The lists are to be filed along with:
• the information related to the identity of the Shareholders that submitted the lists, along with the indication of the percentage of the share capital owned overall;
• the declaration of the Shareholders that submitted the list and others than those who own, also jointly, a controlling interest or a relative majority, confirming the absence of connections with the latter pursuant to art. 144-quinquies of the CONSOB Regulation no. 11971 of May 14, 1999 also taking account of the recommendations made by CONSOB with Communication no. DEM / 9017893 of February 26, 2009;
• the curriculum vitae relating to each candidate's personal and professional characteristics and including a list of the administrative and supervisory positions held by each candidate in other companies, as well the statements whereby the individual candidates accept their candidacies and declare, under their own responsibility, that no cause of ineligibility or incompatibility exists and that they possess the requisites prescribed by law, regulations and the By-laws.
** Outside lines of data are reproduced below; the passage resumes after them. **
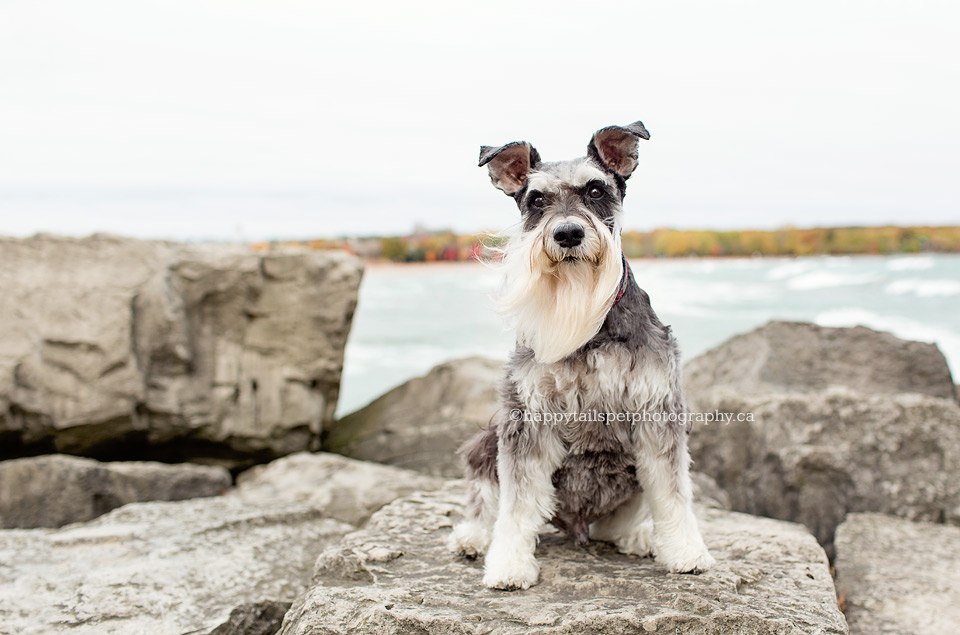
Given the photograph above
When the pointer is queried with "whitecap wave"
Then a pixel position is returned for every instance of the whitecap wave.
(910, 263)
(790, 269)
(923, 288)
(827, 279)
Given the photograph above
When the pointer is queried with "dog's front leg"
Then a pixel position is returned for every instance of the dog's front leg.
(528, 455)
(663, 466)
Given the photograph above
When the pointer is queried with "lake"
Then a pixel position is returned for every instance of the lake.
(412, 317)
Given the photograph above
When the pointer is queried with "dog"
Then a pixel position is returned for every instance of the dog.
(591, 429)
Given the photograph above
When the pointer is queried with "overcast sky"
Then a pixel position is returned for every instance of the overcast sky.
(253, 120)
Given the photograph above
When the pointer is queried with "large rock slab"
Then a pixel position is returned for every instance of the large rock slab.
(815, 457)
(114, 347)
(420, 424)
(898, 577)
(396, 577)
(345, 489)
(55, 490)
(801, 357)
(160, 567)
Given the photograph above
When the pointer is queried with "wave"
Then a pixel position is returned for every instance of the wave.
(910, 263)
(826, 279)
(923, 288)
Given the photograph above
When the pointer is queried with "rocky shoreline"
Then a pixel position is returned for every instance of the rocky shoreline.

The lists for which the provisions recalled above were not complied with are to be considered as not submitted.
The outgoing Auditors may be re-elected.
For further information on the appointment of the Board of Statutory Auditors please see the report on the first item on the agenda, prepared by the Board of Directors pursuant to Article 125-ter of Italian Legislative Decree of February 24, 1998 no. 58, available to the public in compliance with the terms and conditions set forth by the applicable law.
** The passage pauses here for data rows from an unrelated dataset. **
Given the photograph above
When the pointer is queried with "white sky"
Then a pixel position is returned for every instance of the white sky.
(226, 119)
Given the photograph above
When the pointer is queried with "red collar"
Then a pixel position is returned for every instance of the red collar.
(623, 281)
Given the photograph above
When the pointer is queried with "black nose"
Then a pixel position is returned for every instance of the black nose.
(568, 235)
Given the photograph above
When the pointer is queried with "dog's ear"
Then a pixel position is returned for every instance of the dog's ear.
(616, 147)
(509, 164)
The reports of the Directors and the full text of the proposed resolutions and the further documents regarding the Shareholders' Meeting set forth by the applicable laws, including the annual financial report, will be made available to the public within the terms provided for by the applicable law at the Company's registered offices in Via Stendhal 47, 20144 Milan (Italy) and on the Company's website (http://www.monclergroup.com, under the Section "Governance/Shareholders' Meeting"), as well as at the mechanism for the central storage of regulated information .
The By-laws and the rules of Shareholders' Meeting are available on the Company's website (http://www.monclergroup.com, under the Section "Governance/Documents and procedures").
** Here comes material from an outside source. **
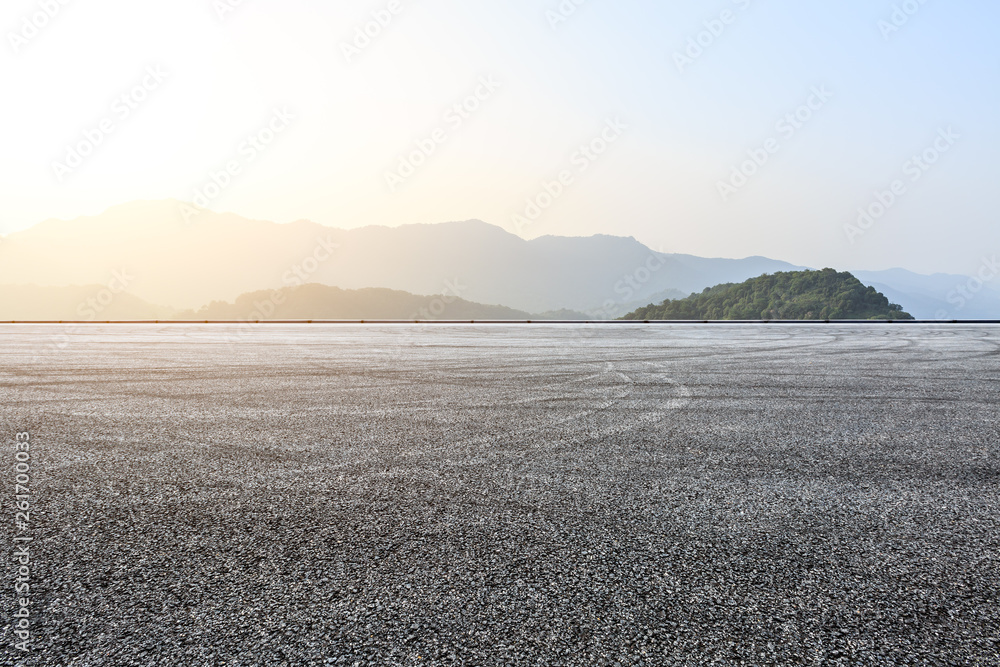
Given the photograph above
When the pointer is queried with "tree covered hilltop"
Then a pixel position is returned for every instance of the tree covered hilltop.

This notice of call is published in full today, according to art. 125-bis of the Consolidated Law on Finance and art. 8.3 of the By-laws, on the Company's website (http://www.monclergroup.com, under section "Governance/Shareholders' Meeting") and at the mechanism for the central storage of regulated information , as well as, as an abstract, on the newspaper "Milano Finanza" on March 14, 2020.
Those entitled to participate at the Shareholders' Meeting are kindly requested to arrive in due time before the time at which the Meeting was called in order to facilitate the accreditation and recording operations, which will start at 9:00.